I have noted here before that getting progressives to do something together is exactly like wrangling butterflies. Take, for instance, the way Occupy Wall Street governs itself through a unicameral pure democracy; proposals must have 90 percent approval of the General Assembly. That’s far higher than Senate cloture.

Yet many of these same activists will turn around and criticize the president for trying to govern by consensus; many scream at every Democratic indiscipline. So when I call Obama progressive, look where he comes from. When progressives say the president hasn’t made enough progress, look where he comes from.

My sense is that the movement intuitively gets this. They should talk to the president — whether by mic check or delegation or stamped correspondence matters not one whit — as long as the president gets to talk back, and the two don’t talk past one another. Occupiers worried about the perception of being “co-opted” should remember this president has said he wants to hear from the left. It is just possible that he actually means it.

The same advice — don’t talk past one another — goes for my friends in the ‘sphere currently styling themselves “pragmatic” progressives, who misname the activist wing of our movement “emo” progressives. Such folk are merely less compromising, and suffer dissatisfaction as a normal state, because the activist is always driven to make change happen faster and cannot get their change fast enough. They are unhappy with the change they have gotten under Obama. Guess what? So am I, and so are most Americans. So is Obama, for that matter.

For those who want to start a whole new enterprise, I say that’s fine. Just don’t expect instant gratification. It took black America a long time to get any change; even with a black president in the White House, the problems of police racism and brutality still exist.
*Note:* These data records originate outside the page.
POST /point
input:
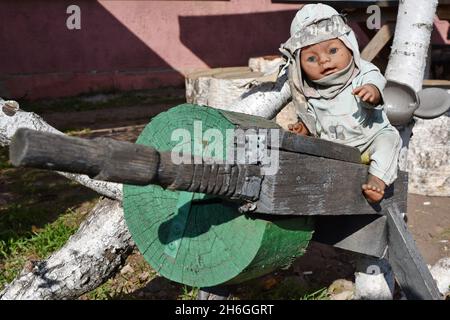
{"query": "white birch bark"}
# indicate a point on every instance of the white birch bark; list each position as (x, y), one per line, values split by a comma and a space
(12, 118)
(89, 258)
(411, 41)
(265, 100)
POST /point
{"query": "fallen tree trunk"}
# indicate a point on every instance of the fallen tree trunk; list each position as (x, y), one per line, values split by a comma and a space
(92, 255)
(12, 118)
(89, 258)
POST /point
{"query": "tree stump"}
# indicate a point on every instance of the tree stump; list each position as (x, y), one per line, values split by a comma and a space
(199, 240)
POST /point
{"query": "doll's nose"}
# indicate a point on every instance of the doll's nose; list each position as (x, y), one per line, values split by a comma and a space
(324, 59)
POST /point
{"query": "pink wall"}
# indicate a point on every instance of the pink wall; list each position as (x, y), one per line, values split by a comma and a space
(127, 45)
(130, 45)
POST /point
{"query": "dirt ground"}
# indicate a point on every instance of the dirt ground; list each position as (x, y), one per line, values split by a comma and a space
(428, 220)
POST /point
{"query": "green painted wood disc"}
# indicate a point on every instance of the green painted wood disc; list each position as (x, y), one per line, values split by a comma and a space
(199, 240)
This may be the hardest thing for the Occupation to accept: that winning a battle merely means you get to keep fighting. No single election, encampment, or confrontation will sweep aside the old order and give you a revolution. That’s not how the world works.

A conversation with Obama is key to bringing African Americans and Democrats into the Occupy movement. The alternative is to simply build a new silo marked with the #OWS hashtag and wonder why the left won’t connect. President Obama is practically the only unifying leader among African American voters anymore; the black church no longer enjoys the GOTV power it once had. With white Democrats a nearly extinct electoral species across the South, black elected leaders are finding themselves nearly powerless:

The nonpartisan Joint Center for Political and Economic Studies says in a report issued Friday that despite Barack Obama’s election as president, black voters and elected officials in the South have less influence now than at any time since the civil rights era.

Thus we find two movements prepared to walk away from one another despite very much needing one another. We took a long time to get to a discussion of inequality and injustice in America, and it will be a pity if we waste the chance to have that conversation.